I'm just back from a few days away and I got a rather rude shock in my mail - a copy of a somewhat snide comment posted to this blog. I noted last Thursday that the WSUS Wiki had moved to a new site and had some new content. Someone posted a complaint about critical comments being removed, and wondereing if the WSUS Wiki would be be handled the same way.

I've got no real idea what this comment is on about, although I think it's referring to a comment in an earlier posting regarding the WSUS RC. I subsequently made some updates to the blog entry as I was about to head off (and have tonight clarified things a bit more). But as the complaint is not clear, I can't tell. For the record, I made an error in a blog entry - and that was put right last week.

As to be expected, there has been a tremendous amount of updating of the WSUS Wiki, based on the RC. I'm sure comments have been modified in the light of both the RC and (for my part at least) a better understanding of what the WSUS team is doing with their product. I sincerely hope that the wiki will be accurate and correctly focused and that when errors are made they are corrected quicly and appropriately.

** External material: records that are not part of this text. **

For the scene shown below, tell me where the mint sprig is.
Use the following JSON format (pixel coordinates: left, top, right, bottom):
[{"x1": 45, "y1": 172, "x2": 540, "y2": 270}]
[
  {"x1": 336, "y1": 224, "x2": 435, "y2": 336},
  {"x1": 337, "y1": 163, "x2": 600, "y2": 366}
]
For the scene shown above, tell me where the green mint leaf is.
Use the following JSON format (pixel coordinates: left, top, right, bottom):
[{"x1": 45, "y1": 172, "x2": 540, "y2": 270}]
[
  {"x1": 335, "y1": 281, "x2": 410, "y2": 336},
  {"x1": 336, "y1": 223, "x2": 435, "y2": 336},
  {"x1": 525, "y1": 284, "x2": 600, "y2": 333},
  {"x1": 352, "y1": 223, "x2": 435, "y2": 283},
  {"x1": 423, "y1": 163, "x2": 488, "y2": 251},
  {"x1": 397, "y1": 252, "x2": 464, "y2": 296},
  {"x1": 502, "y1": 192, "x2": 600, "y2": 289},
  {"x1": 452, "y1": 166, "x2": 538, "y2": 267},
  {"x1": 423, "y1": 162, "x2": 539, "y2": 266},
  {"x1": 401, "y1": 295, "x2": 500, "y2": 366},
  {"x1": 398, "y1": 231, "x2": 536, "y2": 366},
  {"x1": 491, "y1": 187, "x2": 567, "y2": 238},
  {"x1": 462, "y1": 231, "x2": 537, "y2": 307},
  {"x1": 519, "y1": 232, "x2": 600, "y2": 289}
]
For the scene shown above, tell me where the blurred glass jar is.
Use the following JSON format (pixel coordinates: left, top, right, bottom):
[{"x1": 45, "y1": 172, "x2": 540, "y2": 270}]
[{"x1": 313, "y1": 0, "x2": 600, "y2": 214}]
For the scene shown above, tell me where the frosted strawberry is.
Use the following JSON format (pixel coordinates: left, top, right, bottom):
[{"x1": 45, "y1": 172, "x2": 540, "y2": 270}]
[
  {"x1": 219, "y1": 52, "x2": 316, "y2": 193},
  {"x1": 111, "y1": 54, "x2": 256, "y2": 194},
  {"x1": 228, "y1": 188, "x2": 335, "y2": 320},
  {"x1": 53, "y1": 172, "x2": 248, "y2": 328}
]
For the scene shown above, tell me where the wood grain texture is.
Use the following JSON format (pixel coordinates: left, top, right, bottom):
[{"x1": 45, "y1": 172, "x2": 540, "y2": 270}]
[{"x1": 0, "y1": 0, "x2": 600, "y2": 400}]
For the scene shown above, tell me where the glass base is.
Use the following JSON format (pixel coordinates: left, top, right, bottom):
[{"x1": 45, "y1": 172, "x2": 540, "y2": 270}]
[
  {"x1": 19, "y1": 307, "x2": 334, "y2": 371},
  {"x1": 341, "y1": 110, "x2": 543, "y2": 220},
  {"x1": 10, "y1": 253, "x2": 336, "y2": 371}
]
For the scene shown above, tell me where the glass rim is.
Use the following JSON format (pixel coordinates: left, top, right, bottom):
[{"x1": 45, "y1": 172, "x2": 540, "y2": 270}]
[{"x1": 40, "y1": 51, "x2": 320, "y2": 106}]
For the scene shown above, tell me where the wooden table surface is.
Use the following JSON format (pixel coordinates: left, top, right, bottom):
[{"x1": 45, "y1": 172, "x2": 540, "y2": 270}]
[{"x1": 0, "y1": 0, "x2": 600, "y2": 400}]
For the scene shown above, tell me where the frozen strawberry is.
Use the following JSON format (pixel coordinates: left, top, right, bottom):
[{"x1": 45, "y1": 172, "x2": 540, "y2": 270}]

I don't mind getting critical comments here. When I get it wrong, I try to make it right and fix the issue. But it does really rather annoy me when I get comments and mails (like this one) from users who feel they can remain anonymous. Microsoft employees really should know better.

So if you have a point to make, or want to correct an error or make any sort of comment, then be honest and use your name. Better yet, email me privately at tfl@psp.co.uk and I'll be very happy to fix any errors made here.

I never really could understand why folks turn off blog comments - till now.